Мы вспоминаем наших спасителей-врачей: Ивана Гавриловича Алексеева, доктора Сайко, еще кое-кого, — с некоторыми судьба сводила меня и после Дарницы. «Какие были люди! — восклицает генерал. — Талант, благородство, смелость. Я ведь в плен попал политработником, полковым комиссаром, узнай кто из гитлеровцев — верная смерть. Врачам удалось замаскировать меня под рядового бойца. Сменили гимнастерку, справку какую-то в карман сунули. Я даже и не слышал, без сознания лежал. Затем лечили, а вылечив, мне снова „липу“ сделали: вроде, мол, местный житель, под бомбежку угодил, теперь — инвалид несчастный. Словом, втерли немцам очки, те меня с моей деревяшкой и выпустили за ворота». В его дерзких прищуренных глазах блестят слезы.
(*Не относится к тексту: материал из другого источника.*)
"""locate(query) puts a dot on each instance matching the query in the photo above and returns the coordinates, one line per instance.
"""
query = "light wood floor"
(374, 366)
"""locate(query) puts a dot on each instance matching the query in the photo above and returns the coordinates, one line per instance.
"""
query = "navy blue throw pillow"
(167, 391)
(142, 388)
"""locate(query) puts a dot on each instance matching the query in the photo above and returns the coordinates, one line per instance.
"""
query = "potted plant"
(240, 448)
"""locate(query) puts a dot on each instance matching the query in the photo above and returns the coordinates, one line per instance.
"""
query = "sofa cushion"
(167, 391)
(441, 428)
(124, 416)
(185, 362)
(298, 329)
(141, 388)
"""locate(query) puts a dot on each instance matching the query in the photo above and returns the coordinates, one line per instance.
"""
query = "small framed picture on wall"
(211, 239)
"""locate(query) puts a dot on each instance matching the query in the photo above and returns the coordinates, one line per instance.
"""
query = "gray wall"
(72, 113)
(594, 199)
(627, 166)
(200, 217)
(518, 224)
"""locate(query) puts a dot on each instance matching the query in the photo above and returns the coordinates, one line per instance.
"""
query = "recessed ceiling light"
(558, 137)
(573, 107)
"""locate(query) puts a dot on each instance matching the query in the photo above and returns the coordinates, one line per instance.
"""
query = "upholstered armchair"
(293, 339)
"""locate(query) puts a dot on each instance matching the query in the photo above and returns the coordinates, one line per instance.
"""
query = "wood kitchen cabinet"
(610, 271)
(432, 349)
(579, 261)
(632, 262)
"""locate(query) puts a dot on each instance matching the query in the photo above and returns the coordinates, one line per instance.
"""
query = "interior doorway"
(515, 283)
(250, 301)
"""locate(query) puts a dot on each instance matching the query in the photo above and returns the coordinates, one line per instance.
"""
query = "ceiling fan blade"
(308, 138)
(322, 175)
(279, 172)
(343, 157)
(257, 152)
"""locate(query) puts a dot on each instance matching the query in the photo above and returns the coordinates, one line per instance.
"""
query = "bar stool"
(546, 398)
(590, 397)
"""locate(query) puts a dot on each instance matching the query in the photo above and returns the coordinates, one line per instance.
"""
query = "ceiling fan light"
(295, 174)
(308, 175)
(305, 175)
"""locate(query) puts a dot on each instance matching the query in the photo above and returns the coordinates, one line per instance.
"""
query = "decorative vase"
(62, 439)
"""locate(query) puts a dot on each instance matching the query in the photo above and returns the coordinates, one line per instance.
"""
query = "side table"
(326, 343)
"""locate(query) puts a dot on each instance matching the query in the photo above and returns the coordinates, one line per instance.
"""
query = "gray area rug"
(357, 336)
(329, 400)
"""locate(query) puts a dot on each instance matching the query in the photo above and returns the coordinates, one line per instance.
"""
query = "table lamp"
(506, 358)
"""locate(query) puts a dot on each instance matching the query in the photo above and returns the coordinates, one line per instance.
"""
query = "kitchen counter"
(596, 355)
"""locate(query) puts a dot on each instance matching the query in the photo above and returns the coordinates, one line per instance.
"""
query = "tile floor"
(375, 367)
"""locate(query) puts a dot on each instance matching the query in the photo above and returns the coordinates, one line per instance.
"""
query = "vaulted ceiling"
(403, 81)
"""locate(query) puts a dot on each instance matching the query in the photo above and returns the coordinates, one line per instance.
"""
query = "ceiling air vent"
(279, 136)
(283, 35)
Да, мы, военнопленные, многое можем порассказать о фашистских лагерях. Никогда не забудет Дарница свое страшное, раздирающее душу прошлое. И соседний с нею Борисполь, где был первый из лагерей, куда нас, раненых и контуженных, привезли с поля боя — вернее, с места побоища! — на скрипучих крестьянских возах и свалили прямо на землю, возле темных закопченных ангаров бывшего аэродрома.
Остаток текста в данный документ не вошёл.